Further examination of CRMs predicted by BICORN revealed strong and consistent cell-type specificity to existing literatures. At promoters, CTCF-RAD21 was previously reported to be functional around transcription start sites of genes specific to K562 cells with evidence suggesting that RAD21 contributes to stable CTCF bindings36. SOX13-SOX5 was identified from HepG2 promoter study. Both transcription factors are from SOX family and SOX13 complements SOX5 functionally37. In A549 cells, the association between E2F6 and MAX was top ranked by BICORN. MAX is a member of the E2F6 complex, which usually binds to E2F-resposive promoters, and is involved in gene repression38. In SK-N-SH cells, one of the top-ranked CRMs included three transcription factors: CTCF, RAD21, and SMC3. CTCF and the cohesin complex, consisting of the core subunits SMC3 and RAD21, were found to colocalize extensively throughout mammalian genomes39. In HCT116 cells, the CRM of FOSL1-JUND was identified. To regulate gene transcription, FOSL1 requires a dimerization partner, which is often a member of the JUN family40.

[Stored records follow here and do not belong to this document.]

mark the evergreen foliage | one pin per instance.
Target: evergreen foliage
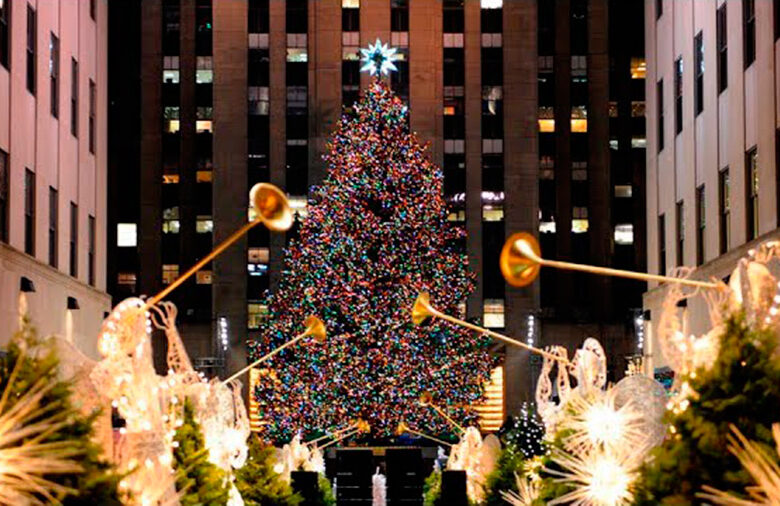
(257, 481)
(99, 482)
(741, 388)
(199, 481)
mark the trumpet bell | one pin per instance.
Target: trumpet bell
(315, 328)
(401, 429)
(518, 269)
(271, 205)
(422, 309)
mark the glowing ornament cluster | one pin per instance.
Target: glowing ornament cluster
(376, 235)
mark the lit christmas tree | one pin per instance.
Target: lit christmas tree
(376, 235)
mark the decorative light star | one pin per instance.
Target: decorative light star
(378, 58)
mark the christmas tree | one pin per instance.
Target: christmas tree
(375, 236)
(742, 388)
(198, 480)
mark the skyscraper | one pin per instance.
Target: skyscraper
(236, 92)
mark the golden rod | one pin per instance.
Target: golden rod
(426, 436)
(332, 434)
(340, 438)
(267, 356)
(423, 308)
(198, 266)
(525, 248)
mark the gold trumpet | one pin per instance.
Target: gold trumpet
(361, 426)
(521, 259)
(273, 210)
(404, 428)
(314, 328)
(426, 401)
(422, 310)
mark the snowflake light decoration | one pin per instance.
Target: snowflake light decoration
(378, 58)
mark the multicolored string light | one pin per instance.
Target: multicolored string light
(376, 235)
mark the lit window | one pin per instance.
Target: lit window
(457, 215)
(171, 69)
(204, 225)
(126, 279)
(170, 273)
(638, 68)
(546, 125)
(492, 212)
(204, 73)
(579, 222)
(547, 227)
(623, 191)
(624, 233)
(126, 235)
(494, 313)
(256, 313)
(578, 125)
(204, 277)
(297, 55)
(258, 255)
(171, 220)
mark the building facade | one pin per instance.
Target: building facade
(236, 92)
(53, 89)
(712, 140)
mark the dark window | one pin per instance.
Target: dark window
(701, 225)
(698, 54)
(452, 16)
(751, 187)
(5, 31)
(4, 169)
(492, 20)
(680, 231)
(660, 113)
(54, 74)
(724, 210)
(297, 16)
(258, 16)
(92, 246)
(749, 31)
(92, 111)
(31, 35)
(399, 15)
(29, 212)
(350, 20)
(662, 245)
(53, 219)
(723, 52)
(678, 95)
(74, 97)
(74, 234)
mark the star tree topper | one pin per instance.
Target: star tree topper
(378, 58)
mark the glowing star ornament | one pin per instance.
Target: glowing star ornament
(378, 59)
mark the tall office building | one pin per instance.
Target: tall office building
(712, 140)
(236, 92)
(53, 88)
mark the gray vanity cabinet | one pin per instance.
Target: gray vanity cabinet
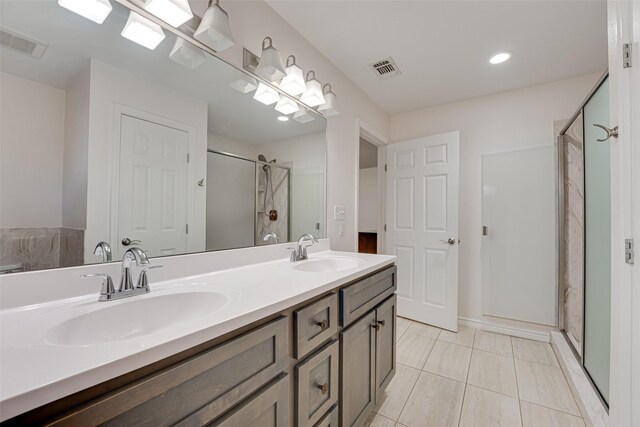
(357, 357)
(385, 345)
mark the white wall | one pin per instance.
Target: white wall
(76, 144)
(232, 146)
(510, 120)
(368, 201)
(31, 152)
(251, 21)
(111, 87)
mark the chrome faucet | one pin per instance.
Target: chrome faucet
(126, 289)
(300, 253)
(268, 236)
(103, 249)
(132, 254)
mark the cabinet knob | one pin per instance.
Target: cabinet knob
(324, 325)
(324, 388)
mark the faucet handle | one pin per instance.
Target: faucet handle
(143, 280)
(107, 284)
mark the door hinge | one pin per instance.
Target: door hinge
(626, 55)
(628, 251)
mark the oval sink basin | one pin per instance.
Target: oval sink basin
(319, 265)
(134, 318)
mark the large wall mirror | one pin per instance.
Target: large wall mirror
(104, 140)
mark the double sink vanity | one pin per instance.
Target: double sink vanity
(266, 342)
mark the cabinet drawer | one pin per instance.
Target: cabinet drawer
(198, 389)
(359, 298)
(357, 358)
(269, 408)
(314, 324)
(331, 419)
(317, 385)
(385, 345)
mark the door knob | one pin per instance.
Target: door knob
(127, 241)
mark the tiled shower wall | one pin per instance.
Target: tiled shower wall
(40, 248)
(574, 234)
(280, 180)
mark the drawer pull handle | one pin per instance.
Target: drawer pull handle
(324, 325)
(324, 388)
(378, 325)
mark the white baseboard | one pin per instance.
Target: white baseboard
(530, 334)
(591, 407)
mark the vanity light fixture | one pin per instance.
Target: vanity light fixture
(500, 58)
(287, 106)
(245, 84)
(313, 95)
(140, 30)
(303, 116)
(266, 94)
(94, 10)
(330, 102)
(293, 83)
(173, 12)
(186, 54)
(214, 29)
(270, 66)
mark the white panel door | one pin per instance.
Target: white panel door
(422, 227)
(152, 190)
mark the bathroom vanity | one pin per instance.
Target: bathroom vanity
(309, 343)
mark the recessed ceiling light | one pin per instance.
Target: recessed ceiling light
(500, 58)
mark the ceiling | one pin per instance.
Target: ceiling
(443, 47)
(72, 41)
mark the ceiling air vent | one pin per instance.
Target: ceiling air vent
(21, 43)
(385, 68)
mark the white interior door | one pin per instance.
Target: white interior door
(422, 228)
(152, 190)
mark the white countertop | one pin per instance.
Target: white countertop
(36, 369)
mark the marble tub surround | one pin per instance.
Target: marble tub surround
(254, 283)
(41, 248)
(506, 382)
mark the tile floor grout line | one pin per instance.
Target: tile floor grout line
(515, 372)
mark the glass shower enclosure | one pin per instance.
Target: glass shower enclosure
(585, 235)
(246, 199)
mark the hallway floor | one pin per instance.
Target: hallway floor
(474, 378)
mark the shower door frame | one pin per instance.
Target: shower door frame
(561, 234)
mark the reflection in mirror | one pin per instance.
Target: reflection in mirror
(105, 140)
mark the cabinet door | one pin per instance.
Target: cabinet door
(357, 356)
(269, 408)
(385, 345)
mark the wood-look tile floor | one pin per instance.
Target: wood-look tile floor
(474, 378)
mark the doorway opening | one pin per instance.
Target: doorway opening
(369, 196)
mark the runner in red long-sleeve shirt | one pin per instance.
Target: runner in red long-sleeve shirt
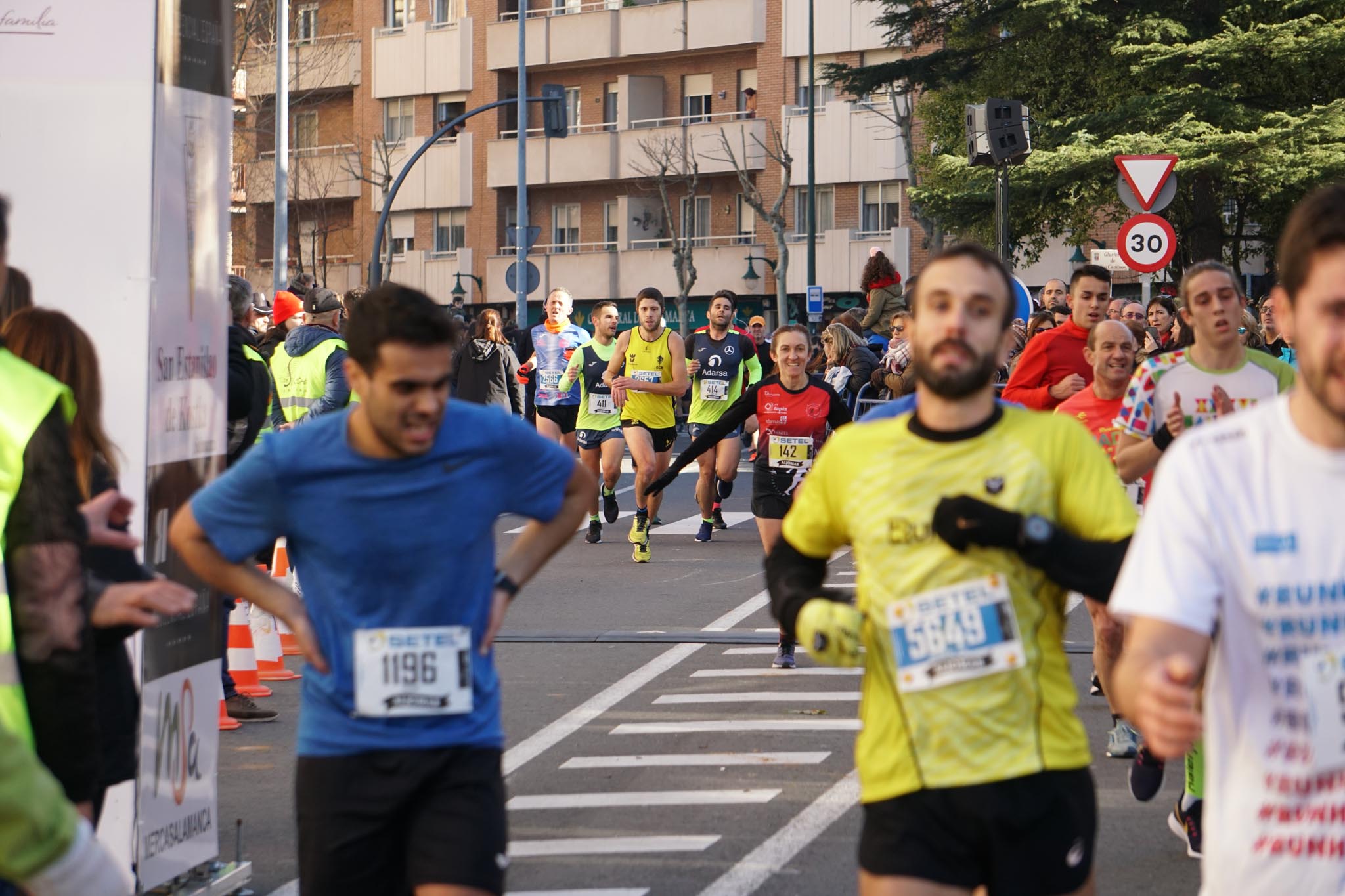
(1052, 366)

At enhancers, NRF1-RFX1 was the top-ranked CRM in K562 cells with RFX1 exhibiting RNA polymerase II distal enhancer sequence-specific binding41. In another blood cell type, GM12878, ELF1-ZEB1 was highly ranked with two B-cell specific transcription factors: MTA2-TBX21, which was predicted to be active at its enhancers, and with MTA2 occupancy on enhancers demonstrated in42. At HepG2 enhancers, BICORN found a strong association between SUZ12 and ZNF143–two PRC2 epigenomic signatures, whose association with enhancers was previously reported43. In HCT116 cells, BICORN identified POLR2A-YY1, which generally occupies active enhancers and promoters across cell types and plays structural roles in enhancer-promoter loops44.

Discussion

Identifying high-order TF associations (as CRMs) and how these affect the gene transcription process is an open challenge. Conventional regulatory network analysis cannot tell how TFs associate with each other to regulate specific genes. This challenge is also hard to address experimentally as the simultaneous knockdown of more than one protein is not trivial. Our tool, BICORN, addresses a critical need: it enables to efficiently identify context-specific CRMs among hundreds of TFs. BICORN does this by integrating (proximal or distal) TF-gene binding events and target gene expression data and builds a hierarchical Bayesian framework to estimate values of all modelled variables. We have applied BICORN to both simulated and real data and have demonstrated its robustness and efficiency on module inference. BICORN is a general tool and can be readily applied to data generated from any cell type, tissue or organism. BICORN is freely available as open-source software.